The 2017-18 Montreal Canadiens displayed such poor penalty-killing that three articles were required to analyze it. In part I of our breakdown, we explored whether the fault lay with Marc Bergevin’s assembled defence corps. In part II, we looked at the “system” devised by the coaching staff. Now we shed some light on the Canadiens’ historic short-handed road woes.
The team finished the season with the second-worst penalty-kill percentage in the NHL, clocking in at a dismal 74.1%. Amazingly, the Habs were actually the 10th-best home PK team in the league, recording an 83.6% success rate at the friendly confines of the Bell Centre. However, this was overshadowed by a comically bad 66.7% success rate on the road — last in the league by almost three percentage points.
The Habs’ home PK also remained astonishingly stable through coaching changes, injuries, and roster turnover until the very last quarter of the season, with most of the fluctuations to their overall percentage dictated by their road fortunes.

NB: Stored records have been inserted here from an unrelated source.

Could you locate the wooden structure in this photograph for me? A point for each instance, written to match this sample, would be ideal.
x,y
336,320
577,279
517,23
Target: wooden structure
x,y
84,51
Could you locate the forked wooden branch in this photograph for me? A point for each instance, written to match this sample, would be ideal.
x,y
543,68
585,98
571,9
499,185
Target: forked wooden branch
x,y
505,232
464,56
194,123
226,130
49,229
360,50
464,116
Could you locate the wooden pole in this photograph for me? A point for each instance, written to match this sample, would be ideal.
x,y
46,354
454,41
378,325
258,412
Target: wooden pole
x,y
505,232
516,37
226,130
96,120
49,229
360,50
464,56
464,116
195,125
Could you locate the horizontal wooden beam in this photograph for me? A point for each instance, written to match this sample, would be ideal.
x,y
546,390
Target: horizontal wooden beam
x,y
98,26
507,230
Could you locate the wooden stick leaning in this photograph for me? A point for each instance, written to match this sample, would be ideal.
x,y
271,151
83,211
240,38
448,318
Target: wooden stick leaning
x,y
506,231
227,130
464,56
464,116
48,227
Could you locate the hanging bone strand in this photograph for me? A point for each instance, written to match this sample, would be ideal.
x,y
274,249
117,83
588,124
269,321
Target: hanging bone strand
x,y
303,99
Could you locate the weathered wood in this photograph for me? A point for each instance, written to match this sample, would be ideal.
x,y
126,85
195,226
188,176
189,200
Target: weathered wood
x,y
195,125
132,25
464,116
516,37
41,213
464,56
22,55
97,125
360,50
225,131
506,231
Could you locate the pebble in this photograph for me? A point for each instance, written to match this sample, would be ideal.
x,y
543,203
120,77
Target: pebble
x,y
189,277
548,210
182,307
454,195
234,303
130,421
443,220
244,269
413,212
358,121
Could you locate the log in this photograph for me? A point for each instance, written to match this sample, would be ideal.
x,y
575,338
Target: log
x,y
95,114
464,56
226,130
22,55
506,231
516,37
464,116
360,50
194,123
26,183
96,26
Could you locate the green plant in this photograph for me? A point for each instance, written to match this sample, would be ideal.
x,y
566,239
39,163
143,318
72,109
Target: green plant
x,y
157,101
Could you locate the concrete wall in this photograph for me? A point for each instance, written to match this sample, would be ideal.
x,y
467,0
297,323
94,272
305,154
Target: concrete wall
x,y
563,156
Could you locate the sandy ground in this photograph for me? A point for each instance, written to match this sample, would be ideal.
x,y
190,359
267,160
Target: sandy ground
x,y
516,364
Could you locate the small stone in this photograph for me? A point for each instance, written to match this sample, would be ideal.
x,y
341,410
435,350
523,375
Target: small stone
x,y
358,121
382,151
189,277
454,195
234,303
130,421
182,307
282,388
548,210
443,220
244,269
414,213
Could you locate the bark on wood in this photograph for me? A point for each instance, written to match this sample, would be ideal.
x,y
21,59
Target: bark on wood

The Canadiens didn’t just get scored on more when away from home; they gave up significantly more shots and more chances. At home, the Habs managed to post above-average numbers in terms of shots, goals, and scoring chances allowed per 60 minutes short-handed. On the road, the team was at least bottom-three in every metric, and was the worst in the NHL in terms of goals agains per 60 minutes by almost a full goal.
- Montreal Canadiens PK metrics at home. CA: Corsi against; SA: shots against; GA: goals against; SCA: scoring chances against; HDCA: high danger scoring chances against; /60: per 60 minutes game time. Red dot denotes Montreal Canadiens’ position.

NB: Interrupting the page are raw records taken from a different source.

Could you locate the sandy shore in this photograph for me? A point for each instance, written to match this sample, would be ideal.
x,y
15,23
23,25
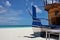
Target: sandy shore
x,y
17,34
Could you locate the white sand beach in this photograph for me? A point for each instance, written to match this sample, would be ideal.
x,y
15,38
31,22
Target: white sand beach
x,y
17,34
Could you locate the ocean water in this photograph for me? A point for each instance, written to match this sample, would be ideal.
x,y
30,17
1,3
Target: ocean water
x,y
14,26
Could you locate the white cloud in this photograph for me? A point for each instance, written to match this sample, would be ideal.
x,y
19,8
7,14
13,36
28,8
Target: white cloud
x,y
38,10
8,3
2,10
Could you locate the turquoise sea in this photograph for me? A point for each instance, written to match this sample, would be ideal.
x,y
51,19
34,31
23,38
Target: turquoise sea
x,y
14,26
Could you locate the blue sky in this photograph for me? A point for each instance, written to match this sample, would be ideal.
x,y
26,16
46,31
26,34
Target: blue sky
x,y
13,12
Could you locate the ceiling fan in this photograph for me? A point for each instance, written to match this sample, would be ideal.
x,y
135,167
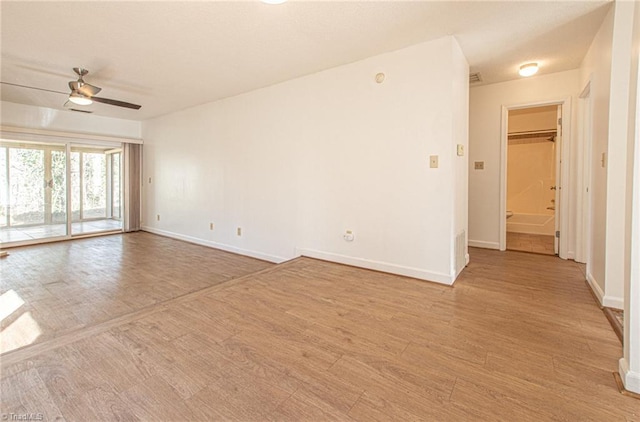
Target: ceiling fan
x,y
83,93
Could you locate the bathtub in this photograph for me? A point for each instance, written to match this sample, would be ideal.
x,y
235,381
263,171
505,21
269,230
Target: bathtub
x,y
531,224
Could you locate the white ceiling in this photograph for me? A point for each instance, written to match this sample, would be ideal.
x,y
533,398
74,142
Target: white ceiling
x,y
168,56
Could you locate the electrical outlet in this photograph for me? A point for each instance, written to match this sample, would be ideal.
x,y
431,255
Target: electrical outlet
x,y
348,236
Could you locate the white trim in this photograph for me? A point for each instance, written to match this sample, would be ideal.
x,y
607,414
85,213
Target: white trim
x,y
613,302
630,379
595,288
565,177
378,266
502,208
215,245
66,135
483,244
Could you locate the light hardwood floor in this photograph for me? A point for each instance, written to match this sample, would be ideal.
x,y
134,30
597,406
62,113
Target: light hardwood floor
x,y
536,243
519,338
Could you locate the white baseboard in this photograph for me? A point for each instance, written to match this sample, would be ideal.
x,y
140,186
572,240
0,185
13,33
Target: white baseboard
x,y
378,266
630,379
595,289
215,245
613,302
483,244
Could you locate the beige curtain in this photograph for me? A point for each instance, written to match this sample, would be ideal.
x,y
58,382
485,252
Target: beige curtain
x,y
133,175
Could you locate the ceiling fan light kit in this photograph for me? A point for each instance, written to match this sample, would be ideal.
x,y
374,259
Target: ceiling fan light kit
x,y
82,93
528,69
78,99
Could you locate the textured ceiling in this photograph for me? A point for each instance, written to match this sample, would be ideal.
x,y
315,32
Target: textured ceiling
x,y
168,56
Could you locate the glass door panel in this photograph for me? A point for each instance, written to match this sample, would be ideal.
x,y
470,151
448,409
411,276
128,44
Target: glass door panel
x,y
95,189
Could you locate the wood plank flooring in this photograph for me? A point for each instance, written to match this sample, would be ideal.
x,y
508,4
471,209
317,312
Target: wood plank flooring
x,y
519,338
536,243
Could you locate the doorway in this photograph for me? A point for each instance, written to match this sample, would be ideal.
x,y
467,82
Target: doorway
x,y
533,167
532,162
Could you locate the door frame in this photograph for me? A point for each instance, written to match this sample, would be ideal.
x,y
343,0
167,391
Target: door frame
x,y
562,208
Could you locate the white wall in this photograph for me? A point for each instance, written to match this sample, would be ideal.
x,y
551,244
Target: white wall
x,y
298,163
26,116
595,71
630,363
485,114
460,127
617,154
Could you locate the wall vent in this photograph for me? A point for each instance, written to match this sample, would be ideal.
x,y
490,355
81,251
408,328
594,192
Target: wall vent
x,y
475,77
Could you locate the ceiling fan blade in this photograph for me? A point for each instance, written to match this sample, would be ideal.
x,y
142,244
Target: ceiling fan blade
x,y
33,87
116,103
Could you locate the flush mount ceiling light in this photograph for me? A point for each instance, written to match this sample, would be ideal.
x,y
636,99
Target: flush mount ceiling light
x,y
76,98
528,69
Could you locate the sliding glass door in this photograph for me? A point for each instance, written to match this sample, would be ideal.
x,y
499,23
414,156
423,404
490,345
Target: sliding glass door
x,y
33,191
36,199
96,192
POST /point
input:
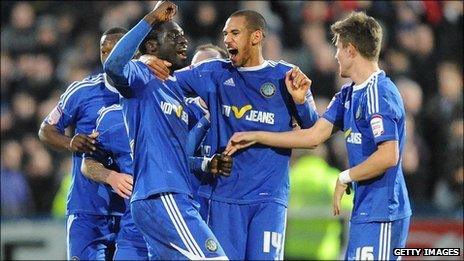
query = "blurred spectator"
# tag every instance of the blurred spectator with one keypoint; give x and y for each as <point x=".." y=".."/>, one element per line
<point x="21" y="28"/>
<point x="442" y="109"/>
<point x="16" y="196"/>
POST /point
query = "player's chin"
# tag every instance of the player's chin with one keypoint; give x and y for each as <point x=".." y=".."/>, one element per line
<point x="180" y="61"/>
<point x="235" y="62"/>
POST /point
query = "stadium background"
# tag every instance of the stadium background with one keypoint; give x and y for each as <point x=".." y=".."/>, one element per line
<point x="46" y="45"/>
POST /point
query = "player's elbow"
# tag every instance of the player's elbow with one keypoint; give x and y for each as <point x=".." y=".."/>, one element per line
<point x="85" y="167"/>
<point x="393" y="158"/>
<point x="43" y="132"/>
<point x="390" y="155"/>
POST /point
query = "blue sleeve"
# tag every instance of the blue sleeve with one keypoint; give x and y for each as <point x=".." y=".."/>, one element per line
<point x="66" y="111"/>
<point x="195" y="111"/>
<point x="383" y="113"/>
<point x="123" y="72"/>
<point x="335" y="111"/>
<point x="307" y="112"/>
<point x="195" y="80"/>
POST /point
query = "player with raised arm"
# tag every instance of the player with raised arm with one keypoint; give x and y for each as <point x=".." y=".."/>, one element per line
<point x="371" y="114"/>
<point x="93" y="211"/>
<point x="112" y="164"/>
<point x="248" y="92"/>
<point x="161" y="203"/>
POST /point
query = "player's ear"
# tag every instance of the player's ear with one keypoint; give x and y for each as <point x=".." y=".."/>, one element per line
<point x="151" y="46"/>
<point x="257" y="37"/>
<point x="352" y="50"/>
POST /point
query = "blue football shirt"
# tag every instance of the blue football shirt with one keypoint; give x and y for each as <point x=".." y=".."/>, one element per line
<point x="369" y="114"/>
<point x="79" y="106"/>
<point x="246" y="99"/>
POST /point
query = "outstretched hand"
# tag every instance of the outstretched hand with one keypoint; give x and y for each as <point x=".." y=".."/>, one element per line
<point x="240" y="140"/>
<point x="221" y="165"/>
<point x="156" y="65"/>
<point x="338" y="195"/>
<point x="163" y="11"/>
<point x="83" y="143"/>
<point x="297" y="84"/>
<point x="121" y="183"/>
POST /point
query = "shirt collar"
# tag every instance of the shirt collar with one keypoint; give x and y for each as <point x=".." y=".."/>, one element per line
<point x="253" y="68"/>
<point x="366" y="82"/>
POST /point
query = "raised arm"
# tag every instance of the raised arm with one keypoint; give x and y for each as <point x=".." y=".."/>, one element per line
<point x="116" y="66"/>
<point x="298" y="86"/>
<point x="304" y="139"/>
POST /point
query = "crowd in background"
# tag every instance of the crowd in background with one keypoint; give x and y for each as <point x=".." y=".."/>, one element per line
<point x="46" y="45"/>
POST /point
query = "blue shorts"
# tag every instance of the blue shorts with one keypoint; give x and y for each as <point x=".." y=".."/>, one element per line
<point x="91" y="237"/>
<point x="376" y="240"/>
<point x="249" y="231"/>
<point x="174" y="229"/>
<point x="130" y="244"/>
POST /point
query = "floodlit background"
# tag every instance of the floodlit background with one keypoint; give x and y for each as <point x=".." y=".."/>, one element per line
<point x="46" y="45"/>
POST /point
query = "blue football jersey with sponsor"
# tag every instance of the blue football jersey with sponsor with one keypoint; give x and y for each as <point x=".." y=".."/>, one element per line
<point x="114" y="149"/>
<point x="157" y="121"/>
<point x="115" y="154"/>
<point x="79" y="106"/>
<point x="244" y="99"/>
<point x="369" y="114"/>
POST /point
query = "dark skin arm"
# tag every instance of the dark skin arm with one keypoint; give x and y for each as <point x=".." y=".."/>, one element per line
<point x="51" y="136"/>
<point x="120" y="182"/>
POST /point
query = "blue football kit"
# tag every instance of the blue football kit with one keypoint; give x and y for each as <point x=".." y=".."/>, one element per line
<point x="115" y="154"/>
<point x="369" y="114"/>
<point x="247" y="211"/>
<point x="157" y="123"/>
<point x="92" y="210"/>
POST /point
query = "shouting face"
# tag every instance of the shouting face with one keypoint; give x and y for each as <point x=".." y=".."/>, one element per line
<point x="172" y="45"/>
<point x="238" y="40"/>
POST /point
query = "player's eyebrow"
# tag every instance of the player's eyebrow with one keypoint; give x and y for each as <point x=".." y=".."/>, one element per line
<point x="232" y="31"/>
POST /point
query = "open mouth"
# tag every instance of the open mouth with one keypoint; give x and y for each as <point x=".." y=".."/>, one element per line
<point x="182" y="53"/>
<point x="232" y="53"/>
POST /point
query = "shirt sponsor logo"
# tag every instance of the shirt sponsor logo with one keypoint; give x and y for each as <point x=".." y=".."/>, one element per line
<point x="211" y="245"/>
<point x="377" y="125"/>
<point x="178" y="110"/>
<point x="229" y="82"/>
<point x="347" y="105"/>
<point x="358" y="113"/>
<point x="246" y="112"/>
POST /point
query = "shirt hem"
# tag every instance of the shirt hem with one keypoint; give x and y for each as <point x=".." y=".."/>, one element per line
<point x="243" y="201"/>
<point x="88" y="212"/>
<point x="381" y="219"/>
<point x="154" y="192"/>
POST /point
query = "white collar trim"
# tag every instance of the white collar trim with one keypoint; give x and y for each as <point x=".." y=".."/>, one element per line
<point x="108" y="85"/>
<point x="253" y="68"/>
<point x="366" y="82"/>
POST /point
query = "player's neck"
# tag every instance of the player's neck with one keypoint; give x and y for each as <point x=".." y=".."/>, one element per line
<point x="255" y="59"/>
<point x="363" y="70"/>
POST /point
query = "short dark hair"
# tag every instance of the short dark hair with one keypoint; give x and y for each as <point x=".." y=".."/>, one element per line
<point x="255" y="20"/>
<point x="361" y="30"/>
<point x="153" y="34"/>
<point x="207" y="47"/>
<point x="115" y="30"/>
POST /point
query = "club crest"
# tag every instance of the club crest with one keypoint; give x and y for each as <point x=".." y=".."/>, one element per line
<point x="211" y="245"/>
<point x="268" y="90"/>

- Montreal Canadiens PK metrics on the road. CA: Corsi against; SA: shots against; GA: goals against; SCA: scoring chances against; HDCA: high danger scoring chances against; /60: per 60 minutes game time. Red dot denotes Montreal Canadiens’ position.
To compound matters, the Habs were not only bad at penalty-killing on the road, they took significantly more penalties on the road compared to at home. The Canadiens ranked 18th in the league in terms of penalty minutes per game, but had the fourth-worst home-road PIM differential.
The million-dollar question, of course, is: how could the same team — the same players — be so good at home and so poor on the road? From a rules perspective, the two main obstacles that road teams must overcome are last change and faceoffs, so we’ll start our analysis there.
Generally speaking, home and road player deployment did not differ too significantly for the Habs. However, there were many minor changes potentially contributing to a cumulative effect.
While every one of the Habs’ main PKers saw an increase in per game short-handed time on ice on the road due to the Habs’ predilection for the penalty box, the minutes were not allocated primarily to the better PKers. The likes of Max Pacioretty, Jeff Petry, and Tomas Plekanec saw modest increases, while weaker players — Artturi Lehkonen, Jordie Benn, and David Schlemko, for example — saw two or three times more ice. Jacob de la Rose also saw a much larger increase in TOI compared to fellow second-uniters Nicolas Deslauriers and Byron Froese.
Not only was the second unit getting more ice, they were generally getting harder minutes as well. Last change clearly allowed home coaches to get their top PP unit out against the Habs’ secondary or tertiary penalty-killers, with Lehkonen, de la Rose, Benn, and Noah Juulsen seeing particularly large increases in terms of quality of competition. Accordingly, the likes of Pacioretty, Plekanec, Danault, and Shea Weber saw decreases in QoC.
The second unit was generally unable to cope. De la Rose was particularly affected, allowing almost 48 more scoring chances per 60 minutes short-handed. Rookie Juulsen also found himself unable to deal with the increased workload and competition.
Finally, while I am not generally a believer in the utility of faceoff prowess as a noteworthy metric, it does have its situational importance. Four Canadiens players were charged with taking faceoffs on the penalty kill: Froese, de la Rose, Danault, and Plekanec. Only one of them proved up to the task both at and away from the Bell Centre: the one moved at the trade deadline. Danault in particular was interesting, as his faceoff win percentage dropped over 25% on the road.
All of these little things, combined with the lack of tactical structure outlined in part II, contributed to the Canadiens’ road penalty-killing problems. For all of the talk about the Canadiens having ample depth in the bottom six and being loaded with “stable” defensive stalwarts, the penalty-killing was victimized by a lack of depth beyond the first quartet, especially with Weber out of the lineup and Tomas Plekanec in Toronto.
The Canadiens are plagued by issues with personnel, tactics, and deployment, but nothing is so major that it cannot be fixed in relatively timely fashion. Fifth and sixth defencemen and fourth-line forwards can be replaced, tactics can be introduced with good coaching, and the road issues can be solved with better discipline and better deployment.
That being said, something clearly has to give, because the Canadiens certainly cannot go another season with penalty-killing on this subpar level.